Kegiatan yang berlangsung di Aula Falalamo, Kantor Kejaksaan Tinggi Maluku Utara, Jumat (13/02/2025) ini menjadi langkah konkret dalam menjalankan amanat Undang-Undang Nomor 1 Tahun 2023 tentang KUHP serta Undang-Undang Nomor 1 Tahun 2026 tentang Penyesuaian Pidana.
Penandatanganan kesepakatan tersebut menegaskan bahwa pelaku tindak pidana tertentu tidak lagi semata-mata dijatuhi hukuman penjara, tetapi dapat dikenai pidana kerja sosial sebagai alternatif pemidanaan. Skema ini dinilai lebih progresif karena mampu mengurangi beban lembaga pemasyarakatan sekaligus memberikan efek jera yang lebih konstruktif.
Melalui PKS tersebut, pemerintah daerah bertanggung jawab menyiapkan mekanisme, lokasi, serta pengawasan pelaksanaan kerja sosial. Sementara itu, pihak kejaksaan memastikan eksekusi putusan berjalan sesuai ketentuan hukum yang berlaku.
Usai menghadiri penandatanganan tersebut, Muhammad Sinen menyampaikan apresiasinya atas kebijakan baru dalam KUHP yang dinilai memberi kemudahan dan solusi lebih humanis bagi masyarakat.
“Alhamdulillah hari ini semua kepala daerah se-Provinsi Maluku Utara diundang untuk menandatangani kerja sama terkait KUHP terbaru.

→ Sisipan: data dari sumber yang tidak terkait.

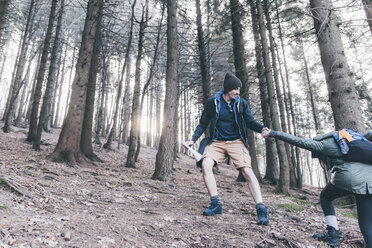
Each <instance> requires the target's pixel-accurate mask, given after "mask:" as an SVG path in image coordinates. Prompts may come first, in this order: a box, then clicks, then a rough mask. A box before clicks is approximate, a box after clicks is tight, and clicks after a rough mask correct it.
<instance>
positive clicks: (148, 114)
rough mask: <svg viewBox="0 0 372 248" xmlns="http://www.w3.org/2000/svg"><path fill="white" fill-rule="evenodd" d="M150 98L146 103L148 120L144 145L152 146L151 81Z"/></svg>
mask: <svg viewBox="0 0 372 248" xmlns="http://www.w3.org/2000/svg"><path fill="white" fill-rule="evenodd" d="M150 87H151V89H150V96H149V101H148V114H147V120H148V129H147V137H146V145H147V146H150V147H151V146H152V134H153V133H152V129H153V125H152V124H153V117H154V113H153V110H154V88H153V81H151V85H150Z"/></svg>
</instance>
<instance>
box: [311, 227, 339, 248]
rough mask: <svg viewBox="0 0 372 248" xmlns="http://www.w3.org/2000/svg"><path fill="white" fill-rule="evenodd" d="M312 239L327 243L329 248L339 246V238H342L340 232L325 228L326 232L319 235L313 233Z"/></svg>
mask: <svg viewBox="0 0 372 248" xmlns="http://www.w3.org/2000/svg"><path fill="white" fill-rule="evenodd" d="M313 238H314V239H317V240H319V241H322V242H326V243H328V244H329V245H330V246H331V247H337V246H340V238H342V232H341V231H340V230H336V229H335V228H334V227H333V226H327V232H326V233H323V234H320V233H317V232H315V233H314V235H313Z"/></svg>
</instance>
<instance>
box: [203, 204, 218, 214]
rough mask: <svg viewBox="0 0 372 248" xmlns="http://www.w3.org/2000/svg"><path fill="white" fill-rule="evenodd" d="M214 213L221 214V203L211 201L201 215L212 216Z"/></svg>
mask: <svg viewBox="0 0 372 248" xmlns="http://www.w3.org/2000/svg"><path fill="white" fill-rule="evenodd" d="M215 214H222V204H221V203H220V202H215V201H212V203H211V205H210V206H209V208H207V209H206V210H204V211H203V215H205V216H213V215H215Z"/></svg>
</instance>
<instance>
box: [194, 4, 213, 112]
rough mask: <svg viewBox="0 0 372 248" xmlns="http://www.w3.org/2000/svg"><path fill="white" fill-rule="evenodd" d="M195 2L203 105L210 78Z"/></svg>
mask: <svg viewBox="0 0 372 248" xmlns="http://www.w3.org/2000/svg"><path fill="white" fill-rule="evenodd" d="M195 2H196V25H197V32H198V49H199V64H200V65H199V66H200V72H201V77H202V88H203V105H205V104H206V103H207V101H208V98H209V97H210V96H211V76H210V69H209V64H208V57H207V51H206V44H205V39H204V32H203V24H202V16H201V10H200V0H195Z"/></svg>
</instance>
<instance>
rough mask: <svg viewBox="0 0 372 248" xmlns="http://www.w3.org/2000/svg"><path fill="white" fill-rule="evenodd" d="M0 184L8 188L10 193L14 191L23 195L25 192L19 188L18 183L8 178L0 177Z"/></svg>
mask: <svg viewBox="0 0 372 248" xmlns="http://www.w3.org/2000/svg"><path fill="white" fill-rule="evenodd" d="M0 186H1V187H3V188H5V189H6V190H9V191H10V192H11V193H15V194H16V195H17V196H24V195H25V194H24V193H23V192H22V189H20V185H17V184H16V183H13V182H11V181H10V180H9V179H5V178H1V177H0Z"/></svg>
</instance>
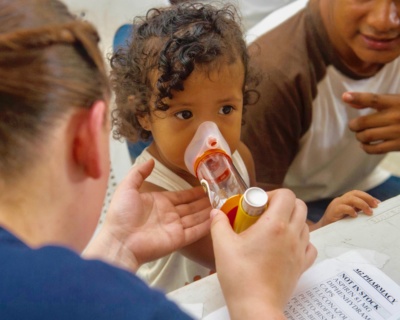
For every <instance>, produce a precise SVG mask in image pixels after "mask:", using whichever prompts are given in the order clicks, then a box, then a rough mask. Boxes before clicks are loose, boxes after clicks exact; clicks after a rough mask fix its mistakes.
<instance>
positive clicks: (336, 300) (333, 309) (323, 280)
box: [203, 251, 400, 320]
mask: <svg viewBox="0 0 400 320" xmlns="http://www.w3.org/2000/svg"><path fill="white" fill-rule="evenodd" d="M350 261H351V262H350ZM355 261H356V262H355ZM222 309H225V310H221V309H220V310H217V311H216V312H214V313H211V314H209V315H208V316H207V317H205V318H203V319H206V320H214V319H215V320H216V319H218V320H224V319H226V320H229V315H228V312H227V310H226V307H224V308H222ZM284 314H285V316H286V317H287V319H289V320H291V319H293V320H314V319H319V320H328V319H343V320H345V319H348V320H358V319H366V320H381V319H384V320H388V319H390V320H395V319H396V320H399V319H400V286H399V285H398V284H396V283H395V282H394V281H393V280H392V279H390V278H389V277H388V276H387V275H386V274H384V273H383V272H382V271H381V270H380V269H378V268H377V267H375V266H373V265H371V264H369V263H368V262H367V261H366V260H364V258H362V256H361V255H360V256H359V255H358V253H357V251H349V252H347V253H345V254H344V255H341V256H339V257H338V258H333V259H327V260H324V261H322V262H320V263H318V264H317V265H315V266H313V267H311V268H310V269H309V270H307V271H306V272H305V273H304V274H303V276H302V277H301V278H300V280H299V283H298V285H297V286H296V289H295V292H294V294H293V296H292V298H291V299H290V300H289V303H288V304H287V307H286V309H285V312H284Z"/></svg>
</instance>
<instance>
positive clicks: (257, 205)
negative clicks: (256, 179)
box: [233, 187, 268, 233]
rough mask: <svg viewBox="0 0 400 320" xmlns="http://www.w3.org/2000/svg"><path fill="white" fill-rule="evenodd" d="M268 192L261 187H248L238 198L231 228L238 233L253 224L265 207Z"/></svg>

Apa yang dijelaskan oleh Jaksa Agung Muda tadi sangat membantu dan memudahkan masyarakat di daerah,” ujarnya.
Menurutnya, untuk kasus-kasus Tindak Pidana Ringan (Tipiring), dengan adanya KUHP terbaru, penanganannya dapat dialihkan ke kegiatan sosial yang berdampak positif bagi pelaku.
“Kasus Tipiring kini bisa dialihkan ke kegiatan sosial yang memberikan dampak positif bagi pelaku. Ini yang diharapkan pemerintah daerah, karena ada kasus-kasus tertentu yang seharusnya diberikan pendekatan lebih bijak. Penjelasan Jaksa Agung Muda tadi luar biasa,” ungkapnya.
Wali Kota menambahkan, Pemerintah Kota Tidore Kepulauan saat ini juga tengah membahas peraturan daerah yang menyesuaikan dengan KUHP terbaru. Ia berharap regulasi tersebut dapat membantu masyarakat, bukan untuk melindungi kejahatan, tetapi memberi ruang pembinaan dan perubahan bagi pelaku.
“Bukan berarti kejahatan dilindungi, tetapi setelah menjalani hukuman ada kesadaran dan perubahan, sehingga ketika kembali ke lingkungan masyarakat tidak lagi dikucilkan. Mudah-mudahan kolaborasi antara kejaksaan dan pemerintah daerah ini menjadi panduan bagi kita semua,” imbuhnya.